Troverete anche un paio di approfondimenti particolarmente rilevanti: il caso di una lavoratrice somministrata licenziata in gravidanza che ha ottenuto dal giudice il riconoscimento di un’azione discriminatoria da parte dell’azienda e il racconto della straordinaria e vittoriosa lotta dei lavoratori della Giuliani Arredamenti. Nel lasciarvi alla lettura per un approfondimento, segnalo soltanto alcuni aspetti di quest’ultima vicenda: lo sciopero non nasce dall’annuncio di una chiusura o di una riduzione di personale da parte dell’impresa; chi ha condotto la mobilitazione era in una condizione di forte ricattabilità contrattuale, tutti i lavoratori erano in somministrazione e immigrati.
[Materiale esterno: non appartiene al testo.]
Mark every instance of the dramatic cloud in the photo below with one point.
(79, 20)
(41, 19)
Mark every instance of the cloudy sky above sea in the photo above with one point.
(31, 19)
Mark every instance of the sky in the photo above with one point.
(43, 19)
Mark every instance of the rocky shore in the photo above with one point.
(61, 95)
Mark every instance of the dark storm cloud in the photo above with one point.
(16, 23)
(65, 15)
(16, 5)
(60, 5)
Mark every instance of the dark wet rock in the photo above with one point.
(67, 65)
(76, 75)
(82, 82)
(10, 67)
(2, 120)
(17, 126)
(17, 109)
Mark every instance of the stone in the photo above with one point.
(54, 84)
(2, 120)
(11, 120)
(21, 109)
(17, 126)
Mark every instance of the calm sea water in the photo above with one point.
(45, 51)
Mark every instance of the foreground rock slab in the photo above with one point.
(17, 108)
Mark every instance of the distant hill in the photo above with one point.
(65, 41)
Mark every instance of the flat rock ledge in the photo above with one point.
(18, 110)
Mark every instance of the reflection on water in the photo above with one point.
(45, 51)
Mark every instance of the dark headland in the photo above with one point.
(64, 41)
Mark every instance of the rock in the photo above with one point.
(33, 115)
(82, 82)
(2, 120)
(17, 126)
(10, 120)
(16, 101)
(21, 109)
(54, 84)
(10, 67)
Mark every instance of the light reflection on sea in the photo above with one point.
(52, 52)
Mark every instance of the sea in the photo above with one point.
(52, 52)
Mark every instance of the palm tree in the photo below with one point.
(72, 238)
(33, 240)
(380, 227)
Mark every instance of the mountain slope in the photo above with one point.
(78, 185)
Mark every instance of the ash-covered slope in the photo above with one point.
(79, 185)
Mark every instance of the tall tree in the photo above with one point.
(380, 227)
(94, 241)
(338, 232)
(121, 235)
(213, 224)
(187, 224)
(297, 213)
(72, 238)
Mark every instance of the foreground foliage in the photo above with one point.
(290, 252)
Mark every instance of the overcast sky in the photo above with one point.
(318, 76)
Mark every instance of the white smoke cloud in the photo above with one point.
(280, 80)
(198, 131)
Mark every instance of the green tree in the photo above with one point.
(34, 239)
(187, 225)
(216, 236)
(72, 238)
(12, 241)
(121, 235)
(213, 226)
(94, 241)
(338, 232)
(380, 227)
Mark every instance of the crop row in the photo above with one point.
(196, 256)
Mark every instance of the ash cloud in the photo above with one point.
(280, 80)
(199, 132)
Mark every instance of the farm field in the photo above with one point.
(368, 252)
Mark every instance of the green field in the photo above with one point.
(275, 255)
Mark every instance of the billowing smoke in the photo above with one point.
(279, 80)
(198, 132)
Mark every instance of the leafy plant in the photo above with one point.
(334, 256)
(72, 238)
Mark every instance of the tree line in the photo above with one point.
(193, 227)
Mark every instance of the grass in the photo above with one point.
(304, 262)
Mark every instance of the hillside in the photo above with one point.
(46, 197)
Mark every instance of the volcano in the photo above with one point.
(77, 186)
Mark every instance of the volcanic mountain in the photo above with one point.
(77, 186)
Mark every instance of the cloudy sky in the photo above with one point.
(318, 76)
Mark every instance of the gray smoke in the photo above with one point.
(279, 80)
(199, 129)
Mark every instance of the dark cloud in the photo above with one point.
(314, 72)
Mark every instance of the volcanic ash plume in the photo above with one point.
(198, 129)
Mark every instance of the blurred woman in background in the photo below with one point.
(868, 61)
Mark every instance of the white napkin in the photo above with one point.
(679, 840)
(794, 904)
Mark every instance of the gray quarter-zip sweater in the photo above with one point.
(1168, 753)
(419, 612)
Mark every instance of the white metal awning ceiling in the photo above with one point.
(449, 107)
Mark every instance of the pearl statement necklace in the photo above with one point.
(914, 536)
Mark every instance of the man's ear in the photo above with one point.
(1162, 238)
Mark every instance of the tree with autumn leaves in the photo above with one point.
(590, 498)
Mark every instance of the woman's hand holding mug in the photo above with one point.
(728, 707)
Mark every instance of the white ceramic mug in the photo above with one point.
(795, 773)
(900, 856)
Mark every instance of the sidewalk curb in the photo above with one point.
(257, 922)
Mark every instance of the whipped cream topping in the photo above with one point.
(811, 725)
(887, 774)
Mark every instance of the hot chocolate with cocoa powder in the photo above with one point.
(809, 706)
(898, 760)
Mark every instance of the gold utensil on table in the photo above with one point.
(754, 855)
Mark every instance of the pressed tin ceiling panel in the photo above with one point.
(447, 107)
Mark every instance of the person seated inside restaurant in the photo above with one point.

Per questo l’abbiamo presa a simbolo di questa fase nella quale i cittadini italiani vengono chiamati alle urne da una parte per ridurre la precarietà e ripristinare qualche elemento di equilibrio normativo tra capitale e lavoro e, dall’altra, per rendere possibile il riconoscimento della cittadinanza a lavoratori e lavoratrici immigrate dopo cinque anni di residenza stabile.
Settantanove anni fa i cittadini e, per la prima volta, le cittadine italiane si recavano alle urne per il referendum istituzionale per scegliere tra Repubblica e Monarchia. Fortunatamente, scelsero la prima opzione e liberarono l’Italia da casa Savoia, aprendo il percorso che portò alla Costituzione repubblicana.
Cinque Sì al Referendum di 8 e 9 giugno sono la risposta più giusta alla condizione del Paese, sono la riaffermazione della volontà popolare, il miglior modo per rimettere al centro il Lavoro, singolare collettivo.